Impact of activation functions and number of layers on detection of exudates using circular Hough transform and convolutional neural networks


Adem K.

Expert Systems with Applications, cilt.203, 2022 (SCI-Expanded) identifier

  • Yayın Türü: Makale / Tam Makale
  • Cilt numarası: 203
  • Basım Tarihi: 2022
  • Doi Numarası: 10.1016/j.eswa.2022.117583
  • Dergi Adı: Expert Systems with Applications
  • Derginin Tarandığı İndeksler: Science Citation Index Expanded (SCI-EXPANDED), Scopus, Academic Search Premier, PASCAL, Aerospace Database, Applied Science & Technology Source, Communication Abstracts, Computer & Applied Sciences, INSPEC, Metadex, Public Affairs Index, Civil Engineering Abstracts
  • Anahtar Kelimeler: Activation functions, CNN, Exudate, Image processing, ReLU, Swish
  • Sivas Cumhuriyet Üniversitesi Adresli: Hayır

Özet

Convolutional neural networks (CNN), which are used for object detection, are widely used in image recognition and segmentation fields due to their good performance. In this study, a method is proposed for the detection of exudate from DR lesions based on image processing and CNN model with different activation functions and layer numbers. Activation functions are one of the main reasons why the CNN model is complicated in hierarchical structure. CNN models have real artificial intelligence capabilities, especially thanks to non-linear activation functions. Although ReLU is the most commonly used activation function in CNN models, it has some shortcomings in practice. The most important shortcoming is that if the input value is negative, the learning process will slow down due to the inability to take the derivative.
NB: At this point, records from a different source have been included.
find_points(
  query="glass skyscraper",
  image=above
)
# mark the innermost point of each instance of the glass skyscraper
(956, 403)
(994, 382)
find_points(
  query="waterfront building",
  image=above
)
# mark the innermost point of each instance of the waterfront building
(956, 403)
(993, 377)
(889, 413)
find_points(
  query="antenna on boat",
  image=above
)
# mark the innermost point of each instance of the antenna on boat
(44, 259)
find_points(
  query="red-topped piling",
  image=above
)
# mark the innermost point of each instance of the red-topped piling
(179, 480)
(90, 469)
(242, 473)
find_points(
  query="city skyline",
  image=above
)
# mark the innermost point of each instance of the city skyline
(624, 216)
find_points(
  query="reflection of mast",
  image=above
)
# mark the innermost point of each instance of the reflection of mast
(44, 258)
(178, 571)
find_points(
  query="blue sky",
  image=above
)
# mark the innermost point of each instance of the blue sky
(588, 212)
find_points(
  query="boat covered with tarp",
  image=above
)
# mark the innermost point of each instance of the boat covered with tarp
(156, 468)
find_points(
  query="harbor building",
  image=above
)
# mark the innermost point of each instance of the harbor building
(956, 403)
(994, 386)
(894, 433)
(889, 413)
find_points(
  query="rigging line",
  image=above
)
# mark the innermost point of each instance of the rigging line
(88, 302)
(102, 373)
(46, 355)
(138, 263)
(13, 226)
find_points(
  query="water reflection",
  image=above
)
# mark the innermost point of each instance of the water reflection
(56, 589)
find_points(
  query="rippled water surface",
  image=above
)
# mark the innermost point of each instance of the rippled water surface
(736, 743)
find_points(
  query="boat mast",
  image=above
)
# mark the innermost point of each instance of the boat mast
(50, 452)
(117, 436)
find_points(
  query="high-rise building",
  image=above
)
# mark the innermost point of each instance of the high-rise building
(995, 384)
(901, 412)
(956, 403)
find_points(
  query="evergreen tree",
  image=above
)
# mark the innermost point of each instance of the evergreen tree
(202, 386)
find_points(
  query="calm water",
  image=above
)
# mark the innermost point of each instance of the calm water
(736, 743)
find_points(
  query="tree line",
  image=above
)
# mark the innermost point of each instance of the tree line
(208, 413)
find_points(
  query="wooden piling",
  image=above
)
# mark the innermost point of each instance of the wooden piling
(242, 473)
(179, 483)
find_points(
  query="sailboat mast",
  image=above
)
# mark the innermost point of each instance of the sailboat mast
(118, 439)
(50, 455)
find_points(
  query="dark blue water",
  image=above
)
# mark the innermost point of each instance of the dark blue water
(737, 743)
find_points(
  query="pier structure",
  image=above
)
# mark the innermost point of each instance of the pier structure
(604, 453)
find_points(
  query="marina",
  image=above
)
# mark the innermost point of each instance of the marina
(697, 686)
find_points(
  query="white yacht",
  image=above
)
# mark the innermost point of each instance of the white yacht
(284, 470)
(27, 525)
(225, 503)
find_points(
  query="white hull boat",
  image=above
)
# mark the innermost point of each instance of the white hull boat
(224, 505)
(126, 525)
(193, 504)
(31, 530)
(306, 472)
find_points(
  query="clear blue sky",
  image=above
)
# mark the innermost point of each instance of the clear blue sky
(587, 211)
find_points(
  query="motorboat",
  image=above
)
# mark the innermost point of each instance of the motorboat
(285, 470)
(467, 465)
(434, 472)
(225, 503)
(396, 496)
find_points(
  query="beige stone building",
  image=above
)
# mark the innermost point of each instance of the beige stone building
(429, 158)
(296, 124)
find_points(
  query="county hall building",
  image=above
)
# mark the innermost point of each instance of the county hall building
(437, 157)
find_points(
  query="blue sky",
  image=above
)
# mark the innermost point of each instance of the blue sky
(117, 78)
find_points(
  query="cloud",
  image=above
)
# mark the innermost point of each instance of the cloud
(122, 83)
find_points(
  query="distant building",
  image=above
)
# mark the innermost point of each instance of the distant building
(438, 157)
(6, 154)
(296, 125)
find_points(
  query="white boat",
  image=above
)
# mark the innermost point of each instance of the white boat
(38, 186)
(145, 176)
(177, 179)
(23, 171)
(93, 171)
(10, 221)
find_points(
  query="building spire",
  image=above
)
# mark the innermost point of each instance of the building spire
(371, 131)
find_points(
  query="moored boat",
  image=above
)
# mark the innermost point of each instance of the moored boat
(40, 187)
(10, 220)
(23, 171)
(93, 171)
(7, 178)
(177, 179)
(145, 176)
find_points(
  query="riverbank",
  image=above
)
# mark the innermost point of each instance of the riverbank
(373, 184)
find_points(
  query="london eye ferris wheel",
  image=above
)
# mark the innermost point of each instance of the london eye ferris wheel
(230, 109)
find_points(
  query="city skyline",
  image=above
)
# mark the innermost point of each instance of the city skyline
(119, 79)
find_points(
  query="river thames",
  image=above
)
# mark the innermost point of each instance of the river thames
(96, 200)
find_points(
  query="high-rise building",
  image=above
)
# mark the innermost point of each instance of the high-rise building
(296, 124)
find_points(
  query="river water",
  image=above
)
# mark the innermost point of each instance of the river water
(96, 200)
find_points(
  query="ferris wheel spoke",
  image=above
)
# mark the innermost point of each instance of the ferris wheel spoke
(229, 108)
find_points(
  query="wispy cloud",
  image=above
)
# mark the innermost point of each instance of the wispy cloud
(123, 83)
In order to solve this problem, the effect of the activation function in the CNN model on a real world problem and its image was investigated in this study. By applying circular Hough transform, one of the image processing methods, the OD region, which has a similar structure to the exuding regions, was determined and removed from the image, and then the detection of the exuding regions was carried out using the CNN model. Exudate detection was performed using ReLU, ELU, Leaky ReLU, Softplus and Swish activation functions in the CNN model and the results were compared. Experimental results in DiaretDB0 and DiaretDB1 databases show that the Swish activation function has a better performance than the others.